Which mysql master instance does the insert/update comes from?
Thanks in advance!
@Dirham follow https://www.digitalocean.com/community/tutorials/how-to-set-up-master-slave-replication-in-mysql and http://dev.mysql.com/doc/refman/5.7/en/replication-multi-source-tutorials.html helped me a lot
actually, just add “FOR CHANNEL ‘master-XX’ for each Master on slave and it will work!
it this feature still only in the labs version? I’ve installed 5.7.7-rc and get syntax error
Before setting up a test environment, figured I’d ask before wasting the time. Anyone know if having a mysql master running 5.6 and having slaves at version 5.7 would work? Or would we need to upgrade the masters to 5.7 also?

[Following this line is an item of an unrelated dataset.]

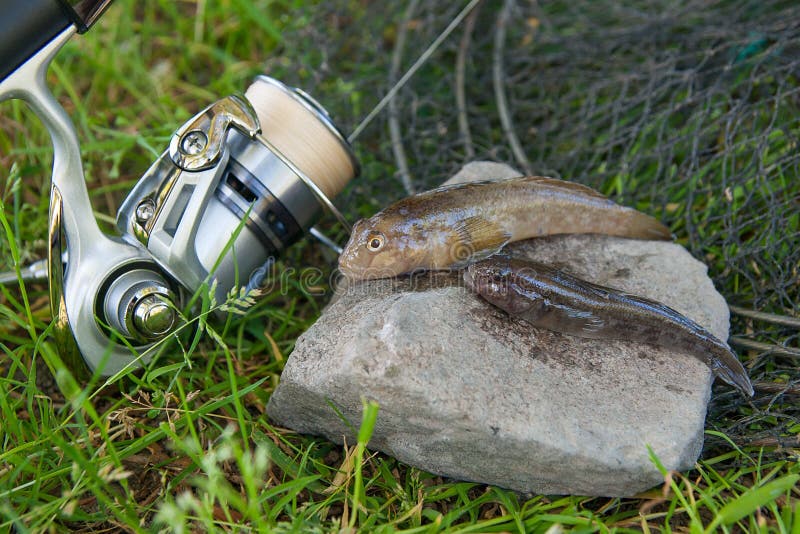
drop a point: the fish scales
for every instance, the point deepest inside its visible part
(554, 300)
(451, 226)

Guess I can answer my own question. Yes it works using 5.6 master and 5.7 slaves making use of the CHANNELs
Hi Guys,
Have tried MySQL5.7.10, syntax changed little bit.
It’s works for me.
>change master to master_host=”172.16.60.8″,master_port=3306, master_log_file = ‘bin.000011’, master_log_pos= 403, master_user=”replicator”, master_password=”pass” for channel “master1”;
nice article.. I am using Xampp and I successfully replicated only for one master and one slave…I want to replicate multiple master and one slave..can you explain how to do this in Xampp?.Thanks
I don’t know if this changed from the time this article was written or what but with Percona-Server-server-57-5.7.11-4.1.el6.x86_64 it is not:
… for channel=’master1′;
It is:
… for channel ‘master1’;
See the MySQL docs: https://dev.mysql.com/doc/refman/5.7/en/change-master-to.html
But even the MySQL docs omit the quotes around the channel name.
Hope this helps someone.
how to skip one transaction in one channel ?
# stop all slaves
stop slave;
# set skip counter
set global sql_slave_skip_counter=1;
# start slave that shall skip one entry
start slave for channel “$channel”;
# start all other slaves
start slave;
Hello Miguel,
I am not sure whether multi source replication in Percona server v5.7.13 supports replicate-rewrite-db option for multiple channels. Similarly as explained here – https://mariadb.com/blog/multisource-replication-how-resolve-schema-name-conflicts
Can you please share your thoughts on this. Any blog which can give more insights on this would be helpful.
Fix or delete the link at the end of the article.
intra-database
it links to malware.Nick, thanks for your comment. We have deleted the link.